L’Australia delega il controllo delle sue frontiere ad altri paesi, come l’Indonesia, che ha allestito diversi centri di detenzione per immigrati. Centri che dovrebbero aiutare a registrare, proteggere e trovare «soluzioni durature» per queste persone senza che mettano piede sul territorio australiano. E poco importa che la capacità dell’Indonesia di svolgere questo ruolo in modo umano sia [quantomeno] discutibile. La realtà è che i richiedenti asilo vengono trattenuti a tempo indeterminato.
Un messaggio dall’Indonesia
Abbiamo parlato con due ragazzi che si trovano in questa situazione. Ecco come descrivono le loro condizioni di vita: sovraffollamento, scarsa igiene, detenzioni infinite e nemmeno l’ombra di una «soluzione duratura». Dopo aver trascorso gli anni formativi in una città delle Midlands inglesi, sono oggi cosiddetti «cittadini globali del mondo», e non possono reclamare alcun diritto presso quel governo britannico che pure ne è stato il «genitore istituzionale».

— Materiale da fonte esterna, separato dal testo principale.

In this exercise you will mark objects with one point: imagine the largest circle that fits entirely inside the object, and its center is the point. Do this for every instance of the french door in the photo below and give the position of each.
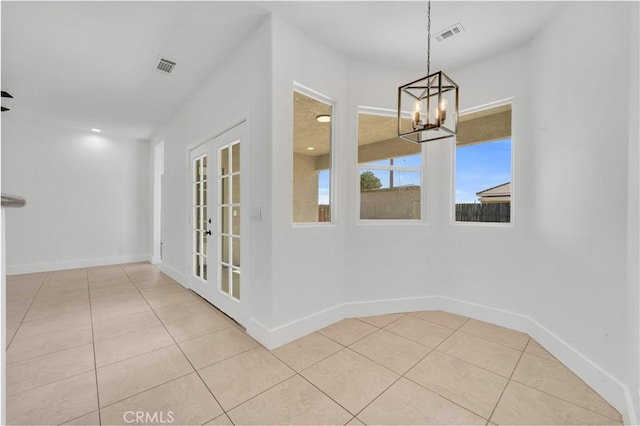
(216, 225)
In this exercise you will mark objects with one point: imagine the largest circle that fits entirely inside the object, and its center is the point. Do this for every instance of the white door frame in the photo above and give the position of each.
(238, 310)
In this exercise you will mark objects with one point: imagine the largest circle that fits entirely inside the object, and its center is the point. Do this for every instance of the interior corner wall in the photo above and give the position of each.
(581, 249)
(633, 231)
(239, 89)
(561, 267)
(87, 195)
(307, 259)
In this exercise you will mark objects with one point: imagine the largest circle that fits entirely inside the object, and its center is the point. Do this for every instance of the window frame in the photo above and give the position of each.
(359, 166)
(452, 204)
(333, 199)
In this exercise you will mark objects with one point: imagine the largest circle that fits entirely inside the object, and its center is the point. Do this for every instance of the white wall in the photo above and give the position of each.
(307, 260)
(633, 215)
(88, 200)
(238, 90)
(560, 271)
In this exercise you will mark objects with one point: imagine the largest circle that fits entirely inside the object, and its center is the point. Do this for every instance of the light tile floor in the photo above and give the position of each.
(128, 345)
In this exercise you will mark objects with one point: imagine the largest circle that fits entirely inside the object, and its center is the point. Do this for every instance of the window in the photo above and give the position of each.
(312, 159)
(390, 171)
(483, 166)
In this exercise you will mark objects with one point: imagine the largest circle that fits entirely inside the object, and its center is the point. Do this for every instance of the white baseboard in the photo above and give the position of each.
(173, 273)
(610, 388)
(283, 334)
(75, 264)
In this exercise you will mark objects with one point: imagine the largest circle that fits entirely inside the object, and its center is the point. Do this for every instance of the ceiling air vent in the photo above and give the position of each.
(449, 32)
(165, 65)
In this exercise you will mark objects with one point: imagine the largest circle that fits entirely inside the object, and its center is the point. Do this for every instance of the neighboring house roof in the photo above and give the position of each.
(503, 190)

Jamal, un hazara di 23 anni, spiega che si è sentito dimenticato:
La procedura è lenta, sono già nove mesi che aspetto. Nessuno chiede di noi, non ci sono colloqui, non succede niente. Qui il nostro futuro è un’incognita. A poco a poco sto perdendo le speranze, e comincio a preoccuparmi per tutto. Non so cosa sta succedendo, quanto ci metteranno a decidere se mandarmi da qualche altra parte. Non so cosa mi aspetta.

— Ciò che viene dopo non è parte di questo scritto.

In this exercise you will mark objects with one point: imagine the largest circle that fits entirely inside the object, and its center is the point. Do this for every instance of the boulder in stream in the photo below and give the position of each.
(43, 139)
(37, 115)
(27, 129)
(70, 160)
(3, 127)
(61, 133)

Abdul ha 25 anni, e dopo averne passati più di sei nel Regno Unito è stato rimpatriato in Afghanistan, dove ha cercato di sopravvivere. Ma la sua incolumità era sempre più a rischio, e così ha deciso di ripartire per un luogo più sicuro. Come Jamal, anche lui è finito in Indonesia, dove da due anni vive rinchiuso in un centro di detenzione per immigrati.
Abbiamo chiesto ragguagli sulla situazione indonesiana ad alcune importanti organizzazioni internazionali, le quali ci hanno confermato che è pressoché impossibile stabilire una media del tempo necessario a elaborare una richiesta d’asilo: può trattarsi di un paio di mesi, così come di un paio d’anni. Le procedure di questo sistema globale non sono sottoposte a monitoraggio né trasparenti, e questo nonostante la Convenzione delle Nazioni Unite sullo status dei rifugiati vieti la detenzione a tempo indeterminato per i controlli sull’immigrazione.
Che dire poi della mancanza di responsabilità mostrata dal Regno Unito in questi casi? Un paese che accoglie dei bambini vulnerabili e poi, appena compiono 18 anni, si disinteressa completamente del loro benessere sul lungo periodo. Se la «soluzione duratura» per i minori non accompagnati è la detenzione infinita in un avamposto sperduto del mondo, quali sono le prospettive per il futuro dell’umanità?